With Ligo and the other GW detectors already up and running, one might wonder about the point of pursuing a big GW space mission two decades away. But it’s not just about proving that the waves exist: they could provide a new tool for astronomy. Just as radio, ultraviolet, X-ray and gamma-ray astronomy have all opened up new windows on the cosmos by searching the skies at new wavelengths, so too should GW observatories enable new modes of astronomy, telling us about the most extreme events in the universe: immense black holes at the centres of galaxies, and possibly even weird “cosmic strings” that are predicted by some theories to thread through the universe like gigantic kinks in spacetime. “The science return from a space-borne gravitational wave observatory would be outstanding”, says Paul McNamara, project scientist for Lisa Pathfinder. “Not only do we get to do astrophysics in a completely new way, but we also get to test general relativity in the strong gravitational fields around black holes.” Reitze adds that space-based GW detectors would be complementary to those on Earth, because they will look for waves of different frequency, produced by different types of source: binary star systems composed of white dwarfs rather than neutron stars, say.
It would not at all surprise me if general relativity turned out to be perfectly valid at all scales, from the cosmological to the astrophysical to the microscopic, failing only at the Planck scale.Gravitational waves aren’t the only means of testing general relativity. For example, four years ago a space-based experiment called Gravity Probe B finally delivered a verdict that had been four decades in the making: the experiment was first proposed in the 1960s, but not launched by Nasa until 2004. The spacecraft contained four spinning gyroscopes, to all intents and purposes just ordinary familiar gyroscopes of the kind children used to play with (albeit obviously a bit more stable and dependable). These were predicted by GR to develop two wobbles: one caused by the warping of spacetime in the Earth’s gravitational field, the other by the “dragging” of spacetime caused by the Earth’s rotation. Changes in the orientation of Gravity Probe B’s gyroscopes were measured by making the gyros magnetic and detecting tiny shifts in their poles.
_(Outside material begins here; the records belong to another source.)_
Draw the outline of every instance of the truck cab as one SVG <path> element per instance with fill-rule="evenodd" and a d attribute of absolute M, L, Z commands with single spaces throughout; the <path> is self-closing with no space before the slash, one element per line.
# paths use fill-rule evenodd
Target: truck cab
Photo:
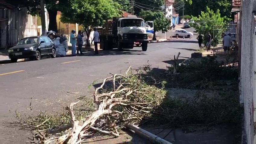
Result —
<path fill-rule="evenodd" d="M 144 20 L 131 15 L 118 19 L 117 21 L 116 40 L 118 49 L 132 49 L 135 46 L 141 47 L 143 51 L 147 50 L 149 40 Z M 113 31 L 115 25 L 113 25 Z"/>
<path fill-rule="evenodd" d="M 143 19 L 130 15 L 114 17 L 112 22 L 111 26 L 107 27 L 107 29 L 98 30 L 100 44 L 102 45 L 101 48 L 110 49 L 117 47 L 121 50 L 141 47 L 143 51 L 147 50 L 149 40 Z"/>

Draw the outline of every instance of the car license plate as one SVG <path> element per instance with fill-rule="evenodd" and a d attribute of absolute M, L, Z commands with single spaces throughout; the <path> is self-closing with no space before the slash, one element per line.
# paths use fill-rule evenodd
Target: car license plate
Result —
<path fill-rule="evenodd" d="M 19 52 L 18 53 L 15 53 L 15 56 L 20 56 L 22 55 L 22 52 Z"/>

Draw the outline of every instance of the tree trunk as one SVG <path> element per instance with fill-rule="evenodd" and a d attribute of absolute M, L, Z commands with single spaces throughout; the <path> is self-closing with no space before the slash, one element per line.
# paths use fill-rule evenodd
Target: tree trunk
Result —
<path fill-rule="evenodd" d="M 49 26 L 48 31 L 53 31 L 58 32 L 58 29 L 57 26 L 56 17 L 57 10 L 56 9 L 47 9 L 49 15 Z"/>
<path fill-rule="evenodd" d="M 154 31 L 154 35 L 153 35 L 152 40 L 156 40 L 156 38 L 155 37 L 155 31 Z"/>

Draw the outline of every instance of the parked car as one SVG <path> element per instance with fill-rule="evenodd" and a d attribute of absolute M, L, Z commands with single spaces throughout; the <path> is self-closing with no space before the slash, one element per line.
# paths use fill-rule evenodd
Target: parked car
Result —
<path fill-rule="evenodd" d="M 193 36 L 193 33 L 190 32 L 183 29 L 176 29 L 171 32 L 173 36 L 184 37 L 190 38 Z"/>
<path fill-rule="evenodd" d="M 190 27 L 189 26 L 189 23 L 188 22 L 184 23 L 184 24 L 183 25 L 184 28 L 189 28 Z"/>
<path fill-rule="evenodd" d="M 56 57 L 56 49 L 54 43 L 45 36 L 23 38 L 8 50 L 8 56 L 12 62 L 20 58 L 40 60 L 41 57 L 49 55 Z"/>

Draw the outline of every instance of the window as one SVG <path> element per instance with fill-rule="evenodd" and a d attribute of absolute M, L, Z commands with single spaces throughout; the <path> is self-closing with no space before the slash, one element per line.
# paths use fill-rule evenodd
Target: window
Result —
<path fill-rule="evenodd" d="M 18 43 L 17 45 L 23 45 L 24 44 L 37 44 L 37 38 L 23 38 Z"/>
<path fill-rule="evenodd" d="M 125 19 L 121 21 L 121 27 L 131 26 L 145 27 L 145 23 L 144 20 L 138 19 Z"/>
<path fill-rule="evenodd" d="M 41 42 L 42 41 L 44 41 L 44 40 L 43 38 L 42 37 L 39 37 L 39 42 L 41 43 Z"/>
<path fill-rule="evenodd" d="M 48 39 L 48 38 L 47 38 L 47 37 L 43 37 L 43 39 L 44 40 L 44 41 L 45 42 L 45 43 L 50 43 L 50 41 Z"/>

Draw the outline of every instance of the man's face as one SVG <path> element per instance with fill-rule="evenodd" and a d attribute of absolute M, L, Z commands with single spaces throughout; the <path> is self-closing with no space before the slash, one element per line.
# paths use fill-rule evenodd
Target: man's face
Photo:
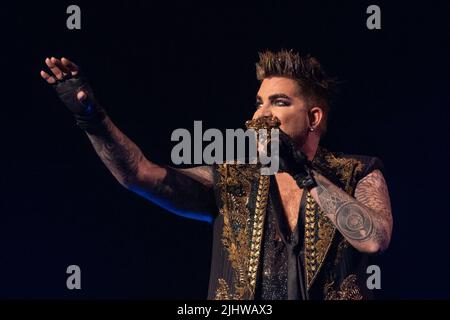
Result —
<path fill-rule="evenodd" d="M 309 118 L 307 104 L 297 82 L 284 77 L 264 79 L 256 96 L 256 108 L 253 119 L 277 117 L 281 122 L 281 130 L 293 138 L 299 147 L 303 145 L 309 129 Z"/>

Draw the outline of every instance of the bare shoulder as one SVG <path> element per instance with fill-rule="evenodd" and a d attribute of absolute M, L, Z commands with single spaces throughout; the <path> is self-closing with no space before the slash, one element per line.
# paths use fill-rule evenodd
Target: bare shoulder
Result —
<path fill-rule="evenodd" d="M 358 182 L 355 198 L 371 209 L 390 215 L 389 192 L 386 180 L 380 170 L 372 171 Z"/>

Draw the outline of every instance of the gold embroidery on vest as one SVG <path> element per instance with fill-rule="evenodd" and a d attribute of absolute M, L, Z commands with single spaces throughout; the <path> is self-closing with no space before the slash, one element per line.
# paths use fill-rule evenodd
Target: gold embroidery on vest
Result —
<path fill-rule="evenodd" d="M 256 208 L 253 221 L 252 244 L 250 250 L 250 263 L 248 277 L 250 281 L 250 290 L 252 296 L 255 293 L 256 274 L 259 265 L 259 256 L 261 253 L 261 240 L 263 234 L 264 217 L 267 208 L 267 199 L 269 194 L 270 177 L 261 175 L 259 177 L 258 194 L 256 195 Z"/>
<path fill-rule="evenodd" d="M 325 300 L 362 300 L 363 296 L 358 286 L 358 278 L 355 274 L 347 276 L 342 281 L 339 290 L 333 290 L 334 282 L 325 285 Z"/>
<path fill-rule="evenodd" d="M 222 244 L 234 272 L 234 293 L 224 279 L 218 279 L 216 299 L 251 299 L 255 292 L 270 178 L 260 175 L 255 165 L 223 164 L 218 166 L 218 172 L 220 213 L 224 221 Z M 248 204 L 254 182 L 257 193 L 252 214 Z"/>
<path fill-rule="evenodd" d="M 322 267 L 336 228 L 309 192 L 305 208 L 305 269 L 308 289 Z"/>
<path fill-rule="evenodd" d="M 340 158 L 324 148 L 319 147 L 313 165 L 331 172 L 344 186 L 344 190 L 353 195 L 356 175 L 361 173 L 364 165 L 353 158 Z M 324 172 L 324 173 L 326 173 Z M 336 233 L 336 227 L 320 209 L 317 202 L 307 193 L 305 208 L 305 269 L 308 290 L 316 279 Z"/>

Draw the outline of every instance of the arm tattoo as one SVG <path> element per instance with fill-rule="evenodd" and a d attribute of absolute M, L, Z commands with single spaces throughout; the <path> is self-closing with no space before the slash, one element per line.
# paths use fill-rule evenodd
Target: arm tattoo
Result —
<path fill-rule="evenodd" d="M 324 213 L 354 246 L 374 241 L 387 247 L 392 228 L 389 195 L 379 170 L 367 175 L 355 190 L 355 198 L 316 174 L 317 200 Z"/>
<path fill-rule="evenodd" d="M 101 160 L 126 188 L 176 214 L 192 217 L 215 211 L 211 167 L 175 169 L 154 164 L 108 117 L 100 133 L 88 136 Z"/>
<path fill-rule="evenodd" d="M 126 185 L 138 173 L 141 150 L 107 117 L 100 134 L 88 135 L 100 159 L 116 179 Z"/>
While the warping was confirmed quite quickly, verifying the dragging effect took some time because it was so small compared to the random “noise” in the instruments. Not until 2011 did the analysis confirm that the results matched the predictions of GR to within a few per cent.
The status of GR offers one of the best rejoinders to the misconceived accusation that scientific theories are in any sense “only a theory”—that is, just an idea. It has been tested far beyond any reasonable doubt. And yet we know it can’t be the final word, for it will surely have to be made compatible with quantum theory. It is generally assumed that this must make gravity a force mediated by quantum particles, just as electromagnetism is conveyed by particles of light radiation (photons). Those hypothetical particles are dubbed gravitons, and are expected, like photons, to have no mass. String theory offers a possible description of them, but there’s no immediate prospect of testing whether it is right. Either way, quantum gravity would be to GR what GR was to Newtonian gravity: it wouldn’t replace GR but would reveal it as an approximation that works well enough in most circumstances but breaks down at the smallest scales (the so-called Planck scale, much less than the size of atoms) where quantum effects must dominate. As physicist Clifford Will, one of the foremost experts on the modern theory of gravitation, says, “it would not at all surprise me if general relativity turned out to be perfectly valid at all scales, from the cosmological to the astrophysical to the microscopic, failing only at the Planck scale.” Einstein didn’t have the final theory of gravity, but he won’t be proved wrong.